Even Coleman says he will vote for Schwarzenegger, who also told "American Morning" that he will "stay focused" and keep his "message straight" on the top issues -- the economy, jobs and education.
Schwarzenegger said Californians are game for a recall in a state that has had a sinking economy under Davis, with people losing jobs, businesses fleeing, the budget deficit growing and public education deteriorating.
"What they are basically saying is 'We are mad as hell and we won't take it anymore,' " Schwarzenegger said. "I think this is a great opportunity here. ... Great crises create great opportunities to have great solutions."
When asked what he knows about the range of state issues, such as water policy and air pollution, Schwarzenegger said Davis "has sold himself as being the man of experience. Look what happened with all of his experience."
Davis, Schwarzenegger said, took over a state with a $9 billion surplus and it now has a $38 billion deficit.
"It is not the experience, it is leadership that counts. It is bringing people together. People have said to me this can't be done. You don't have the qualifications and all those kind of things. I've been the chairman of the president's Council on Fitness.
"I've been the chairman of the after-school programs of the inner-city games and I led the initiative Proposition 49 where people said you have no experience about it and don't do it and we won 57 percent of the votes." Proposition 49 created funding for after-school programs.

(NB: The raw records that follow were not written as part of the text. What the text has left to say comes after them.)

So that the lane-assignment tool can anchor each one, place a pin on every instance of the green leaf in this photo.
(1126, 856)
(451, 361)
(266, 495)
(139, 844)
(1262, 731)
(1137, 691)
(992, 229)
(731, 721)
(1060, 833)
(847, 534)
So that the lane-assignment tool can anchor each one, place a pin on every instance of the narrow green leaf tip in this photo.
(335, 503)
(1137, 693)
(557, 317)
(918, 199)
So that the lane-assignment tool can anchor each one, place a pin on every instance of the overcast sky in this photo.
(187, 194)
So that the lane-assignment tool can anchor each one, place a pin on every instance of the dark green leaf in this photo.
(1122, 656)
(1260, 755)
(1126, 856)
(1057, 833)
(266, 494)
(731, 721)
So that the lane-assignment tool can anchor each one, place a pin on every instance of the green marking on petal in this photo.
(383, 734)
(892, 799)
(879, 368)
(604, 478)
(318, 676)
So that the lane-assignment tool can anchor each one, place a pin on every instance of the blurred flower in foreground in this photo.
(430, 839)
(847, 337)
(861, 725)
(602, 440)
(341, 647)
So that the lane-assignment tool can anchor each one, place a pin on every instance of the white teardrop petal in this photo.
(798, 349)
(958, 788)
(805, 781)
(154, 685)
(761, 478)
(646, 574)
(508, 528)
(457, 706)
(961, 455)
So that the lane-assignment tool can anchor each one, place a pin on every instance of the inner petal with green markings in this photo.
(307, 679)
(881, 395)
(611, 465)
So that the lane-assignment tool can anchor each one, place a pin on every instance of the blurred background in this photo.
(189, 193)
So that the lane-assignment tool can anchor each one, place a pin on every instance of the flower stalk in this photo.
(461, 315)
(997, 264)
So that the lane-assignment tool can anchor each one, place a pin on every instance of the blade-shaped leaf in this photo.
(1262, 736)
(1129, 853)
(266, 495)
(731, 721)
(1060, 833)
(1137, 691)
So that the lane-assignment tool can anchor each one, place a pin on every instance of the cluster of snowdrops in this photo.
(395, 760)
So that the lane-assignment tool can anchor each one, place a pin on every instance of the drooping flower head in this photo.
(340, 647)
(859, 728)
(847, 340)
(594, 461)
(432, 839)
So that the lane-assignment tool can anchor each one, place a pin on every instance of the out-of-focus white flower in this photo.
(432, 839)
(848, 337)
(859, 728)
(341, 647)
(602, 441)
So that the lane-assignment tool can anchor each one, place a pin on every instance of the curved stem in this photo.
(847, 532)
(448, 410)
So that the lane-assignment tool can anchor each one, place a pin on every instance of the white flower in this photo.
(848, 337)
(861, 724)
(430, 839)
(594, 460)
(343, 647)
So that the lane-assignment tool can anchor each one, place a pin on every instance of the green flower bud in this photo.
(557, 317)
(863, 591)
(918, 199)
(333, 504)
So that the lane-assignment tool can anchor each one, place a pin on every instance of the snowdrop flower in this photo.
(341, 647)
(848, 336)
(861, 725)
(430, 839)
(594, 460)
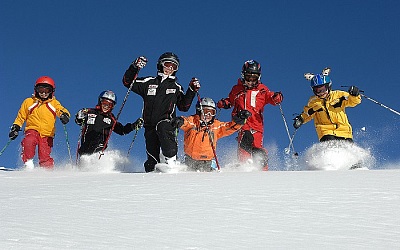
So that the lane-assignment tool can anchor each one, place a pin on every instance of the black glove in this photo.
(138, 124)
(14, 131)
(140, 62)
(194, 84)
(81, 116)
(177, 122)
(277, 98)
(241, 116)
(298, 121)
(224, 103)
(354, 91)
(64, 117)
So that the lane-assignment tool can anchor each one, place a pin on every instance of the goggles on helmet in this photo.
(107, 103)
(251, 77)
(170, 65)
(208, 112)
(320, 90)
(42, 89)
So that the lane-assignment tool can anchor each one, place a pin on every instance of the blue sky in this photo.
(86, 46)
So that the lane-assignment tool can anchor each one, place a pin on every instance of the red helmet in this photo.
(44, 82)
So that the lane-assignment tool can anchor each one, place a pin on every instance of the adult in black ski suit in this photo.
(97, 124)
(161, 96)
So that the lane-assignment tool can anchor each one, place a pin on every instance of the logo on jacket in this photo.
(107, 120)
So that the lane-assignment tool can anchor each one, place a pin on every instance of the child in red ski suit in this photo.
(252, 95)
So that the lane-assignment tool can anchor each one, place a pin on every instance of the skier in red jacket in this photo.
(252, 95)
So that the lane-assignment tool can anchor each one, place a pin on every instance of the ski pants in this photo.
(250, 147)
(31, 140)
(198, 165)
(332, 138)
(162, 136)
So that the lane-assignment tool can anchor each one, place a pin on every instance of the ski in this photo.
(6, 169)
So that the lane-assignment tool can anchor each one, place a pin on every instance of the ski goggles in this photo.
(251, 77)
(107, 103)
(43, 89)
(170, 65)
(208, 112)
(320, 89)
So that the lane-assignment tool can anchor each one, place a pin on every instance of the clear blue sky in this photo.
(86, 46)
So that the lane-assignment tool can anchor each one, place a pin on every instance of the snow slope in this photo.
(228, 210)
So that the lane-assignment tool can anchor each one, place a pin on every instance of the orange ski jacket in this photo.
(40, 115)
(197, 139)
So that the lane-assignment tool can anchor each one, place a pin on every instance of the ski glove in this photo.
(277, 98)
(177, 122)
(224, 103)
(194, 84)
(317, 108)
(140, 62)
(241, 117)
(354, 91)
(81, 116)
(298, 121)
(64, 117)
(138, 124)
(14, 131)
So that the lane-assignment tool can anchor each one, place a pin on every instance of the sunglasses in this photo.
(170, 65)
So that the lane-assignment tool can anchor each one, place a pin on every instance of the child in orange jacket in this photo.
(39, 112)
(202, 132)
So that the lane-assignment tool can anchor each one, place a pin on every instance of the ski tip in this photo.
(6, 169)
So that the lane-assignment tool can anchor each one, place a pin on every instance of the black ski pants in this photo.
(162, 136)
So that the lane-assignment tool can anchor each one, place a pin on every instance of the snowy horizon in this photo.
(67, 208)
(110, 204)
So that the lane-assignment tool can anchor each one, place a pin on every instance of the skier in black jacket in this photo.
(97, 123)
(161, 96)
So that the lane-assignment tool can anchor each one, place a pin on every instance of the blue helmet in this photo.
(109, 95)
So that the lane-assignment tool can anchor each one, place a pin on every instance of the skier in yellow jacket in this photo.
(327, 108)
(39, 112)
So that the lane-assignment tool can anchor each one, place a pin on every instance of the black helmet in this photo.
(167, 57)
(251, 74)
(206, 102)
(251, 67)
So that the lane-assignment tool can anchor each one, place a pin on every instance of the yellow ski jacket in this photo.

Schwarzenegger said children should be a first priority. "We need to build more schools and have more teachers."
"We have to go after this political system up there," Schwarzenegger said, referring to state government in Sacramento.
"We have a disastrous situation. It should be public's interest first. What they have is self-interest and special interest first and we have to change all of it around."
The popular actor said he is above reproach ethically because he is "rich enough" to be unaffected by special interests, enabling him to render decisions in the people's interests.
Also, he is ready for intense media attention, saying he has been "in the public eye for so long" and both good and bad things have been written about him. "I can clean house up there and say hasta la vista to Gray Davis," he said.